[OPE-L:8314] Re: Electronics and Value

From: gerald_a_levy (gerald_a_levy@msn.com)
Date: Sun Jan 12 2003 - 08:37:26 EST


In [8313] Paul A wrote:

> As I interpret it, it implies a position quite contrary to Braverman's.
> Specifically, it implies that capitalists are forced to upgrade (not
> degrade) workers' capabilities (since these are part of the forces of
> production), and in doing so to create a class
>  increasingly intolerant of capitalism's limitations (recurrent
>  crises, inequality, wars, ecological devastation, etc.) and
>  increasingly capable of taking a leading role in governing society.
> This upgrading of capabilities (the "class in itself") is seen in
> rising average skill and education levels, a tendency to greater
>  responsibility at work, and growing breadth of workers'
>  world-horizons.

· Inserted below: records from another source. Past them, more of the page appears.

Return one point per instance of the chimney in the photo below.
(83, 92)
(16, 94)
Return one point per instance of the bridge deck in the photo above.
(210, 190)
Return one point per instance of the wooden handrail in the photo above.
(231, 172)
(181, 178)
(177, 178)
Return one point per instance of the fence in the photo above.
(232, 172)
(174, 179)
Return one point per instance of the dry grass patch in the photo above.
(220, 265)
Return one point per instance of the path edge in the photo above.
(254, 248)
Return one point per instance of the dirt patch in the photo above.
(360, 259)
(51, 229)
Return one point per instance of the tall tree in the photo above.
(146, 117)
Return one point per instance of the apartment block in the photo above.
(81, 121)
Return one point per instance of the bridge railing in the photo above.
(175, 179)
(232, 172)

These trends in turn seem to me to reflect the
>  growing knowledge-intensity of advanced economies and a concommitant
> increase in interdependence within and across firms firms.

Hi Paul.
Was upgrading a typical consequence of automation in the banking
sector?   Hasn't the ATM meant deskilling and loss of jobs for many
bank tellers?   Similarly, it is hard for me to see how electronic cash
registers cum bar code identification systems have resulted in upgrading
for cashiers in retail stores.  In the case of banking, it is true that
there are some new skills and jobs that have developed as a consequence 
of the diffusion of  information technologies,  but has this meant that
_most_ workers in that sector have experienced a skill increase?

>  I have explored these issues in connection with the impact on work of
> advanced technologies in manufacturing and engineering and with the
> Toyota Production System,

Have computer numerical control machine tools resulted in an
upgrading of skills or deskilling?   In the case of robotics, except for
robotics programmers, technicians, and maintenance & repair workers
(which is a small fraction of the industrial workforce)  how has there been
an  'upgrading' of workers' skills?

It may, however, be the case that there are certain aspects of the
Toyota Production System that don't represent deskilling, e.g. the
dynamic of 'quality circles' where workers assume for themselves
some of the traditional control functions of managers (to
increase the intensity of work and product quality) does imply an
extension of knowledge about other jobs besides their own and the
interconnection of those jobs.  There are other cases in the same
industry where there has been upgrading of skills as a consequence
of technological change (e.g. the radically different design of work
at Volvo's Kalmar auto assembly plant beginning in 1971) but
these have tended to be special cases (the main rationale for the
Volvo Kalmar plant was the high rate of absenteeism among
Swedish factory workers and the difficulty getting Swedish
workers to agree to work 'on the line'.  It was believed that an
attempt to 'humanize' the work environment would help overcome
these problems.)

> and I'm currently looking at large-scale
> software systems development organizations and hospitals.

I think that specialization has extended from doctors to nurses
and many other workers in hospitals.  This suggests increasing
skill levels but perhaps less of a holistic understanding of
medicine.   It is hard to see how a reduction in 'manpower' (sic)
levels at hospitals, e.g. of nurses who might now watch
videocameras for all of the patients in an area rather than looking
in on them individually, represents upgrading.  OTOH,  the
existing health care system in many countries encourages new
technological developments in medicine _relatively independent
of the price of services_ and this is a different dynamic than in
most sectors where the decision to diffuse a particular technology
is more constrained by cost considerations (i.e. doctors and
hospitals can  adopt new technologies and pass along the
increased cost to consumers: although, this is being resisted by
health insurance companies who frequently have to pay the bill).